Two scripts produce the final training file. The first enriches and merges; the second selects pre-launch-only features and builds the classification target.

  1. 1

    Load base CSV & Steam JSON

    Read SteamSpy CSV into a DataFrame; load Steam Web API JSON keyed by appid string.

  2. 2

    Extract pre-launch features from JSON

    For each game, derive columns: platform support, language list & weighted score, screenshot counts, description lengths, Steam category flags (achievements, cloud save, controller, VR…), top-50 tag binary columns, package & SKU counts, and game_age_days from release date.

  3. 3

    Merge on appid (left join)

    Base CSV ⟕ JSON features. Rows with no JSON match keep their base columns; new numeric features are filled with 0.

  4. 4

    Engineer composite scores

    Five derived features combine raw signals into interpretable proxies: store_page_score, platform_reach, marketing_score, localization_score, steam_integration, and an is_mature_content flag. Language support is encoded as weighted_language_score using per-language market weights.

  5. 5

    Drop post-launch columns (leakage prevention)

    Reviews, playtime, CCU, and owners themselves are excluded from the model — they wouldn't exist before launch and would leak the target.

  6. 6

    Build ordinal target & split

    Owners bucket → ordinal class 0–5 (top sparse buckets merged into ≥750K). Median imputation for any remaining numeric NaNs, then a stratified 80/20 train-test split followed by z-score scaling.

3 · Target variable

The model predicts an ordinal owner tier, not a raw owner count. The original 9 SteamSpy buckets are collapsed to 6 because the top 4 had too few samples (n = 136, 88, 53, 19) for reliable learning.

ClassOwner tierNotes
0≤ 10KMajority class (~69%)
1≤ 35K
2≤ 75K
3≤ 150K
4≤ 350K
5≥ 750KMerged top 4 sparse buckets

4 · Pre-launch features (99)

One-hot encoded top-50 tags (tag_*) included; only signals that exist before a game ships are used.
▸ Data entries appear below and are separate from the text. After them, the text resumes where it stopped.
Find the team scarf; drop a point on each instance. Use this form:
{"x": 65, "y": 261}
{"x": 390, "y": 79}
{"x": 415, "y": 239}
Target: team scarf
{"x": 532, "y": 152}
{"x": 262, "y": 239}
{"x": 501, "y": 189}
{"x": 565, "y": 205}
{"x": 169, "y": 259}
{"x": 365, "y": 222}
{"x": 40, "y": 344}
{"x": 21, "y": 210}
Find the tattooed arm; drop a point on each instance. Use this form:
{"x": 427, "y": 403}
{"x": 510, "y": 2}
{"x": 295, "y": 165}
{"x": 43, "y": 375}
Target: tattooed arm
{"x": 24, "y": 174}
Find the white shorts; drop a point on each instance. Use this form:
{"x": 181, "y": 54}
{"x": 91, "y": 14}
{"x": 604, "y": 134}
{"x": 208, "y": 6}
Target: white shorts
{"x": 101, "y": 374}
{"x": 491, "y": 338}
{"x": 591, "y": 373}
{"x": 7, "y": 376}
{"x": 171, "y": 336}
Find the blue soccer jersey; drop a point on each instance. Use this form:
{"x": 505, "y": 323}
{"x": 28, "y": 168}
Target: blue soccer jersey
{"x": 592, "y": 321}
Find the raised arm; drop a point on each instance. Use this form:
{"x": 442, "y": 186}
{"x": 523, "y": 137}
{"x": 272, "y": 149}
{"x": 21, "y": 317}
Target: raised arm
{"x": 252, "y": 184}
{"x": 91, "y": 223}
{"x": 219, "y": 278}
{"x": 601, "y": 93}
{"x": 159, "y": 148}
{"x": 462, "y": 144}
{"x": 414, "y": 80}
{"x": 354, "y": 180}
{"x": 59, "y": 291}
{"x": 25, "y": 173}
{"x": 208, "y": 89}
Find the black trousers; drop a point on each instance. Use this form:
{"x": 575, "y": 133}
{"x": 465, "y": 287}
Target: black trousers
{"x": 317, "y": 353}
Grouped by origin:

Pricing & release

  • price
  • initialprice
  • is_free
  • release_month
  • release_quarter
  • release_dayofweek
  • release_is_q4
  • release_is_holiday
  • release_is_summer
  • release_is_tuesday

Genre flags (one-hot)

  • Action
  • Adventure
  • RPG
  • Strategy
  • Simulation
  • Sports
  • Racing

Store-page

  • screenshot_count
  • about_length
  • short_desc_length
  • has_detailed_desc
  • has_website
  • has_support_email
  • required_age

Platform & localization

  • platform_count
  • platform_windows
  • platform_mac
  • platform_linux
  • supported_languages_count
  • full_audio_languages_count
  • weighted_language_score

Steam ecosystem flags

  • has_achievements
  • has_cloud_save
  • has_controller_support
  • has_vr_support
  • has_in_app_purchases
  • has_family_sharing
  • achievement_count
  • category_count

Tags & packaging

  • tag_count
  • is_multiplayer
  • tag_* (top-50 binaries)
  • package_count
  • sku_count

Engineered Composite Scores

  • store_page_score
  • platform_reach
  • marketing_score
  • localization_score
  • steam_integration
  • is_mature_content
Columns explicitly excluded (post-launch / leakage)
  • positive
  • negative
  • total_reviews
  • positive_ratio
  • average_forever
  • average_2weeks
  • median_forever
  • median_2weeks
  • ccu
  • owners
  • log_owners
  • json_price_raw
  • appid
  • has_trailer
  • trailer_count
  • dlc_count
  • has_trading_cards
  • has_workshop
  • is_solo_dev
  • has_publisher
  • publisher_count
  • developer_count
  • has_multiplayer_tag
  • Indie
  • publisher_backing

5 · Reproducibility

The full pipeline lives in two Python scripts. Output is the file the model trains on:

enrich_prelaunch.py Merges SteamSpy CSV with Steam API JSON and engineers composite features.
train_prelaunch_model.py Selects pre-launch features, builds the ordinal target, trains the stacked ensemble.
steam_10k_prelaunch.csv Final 10,000 × 114 training file consumed by the model.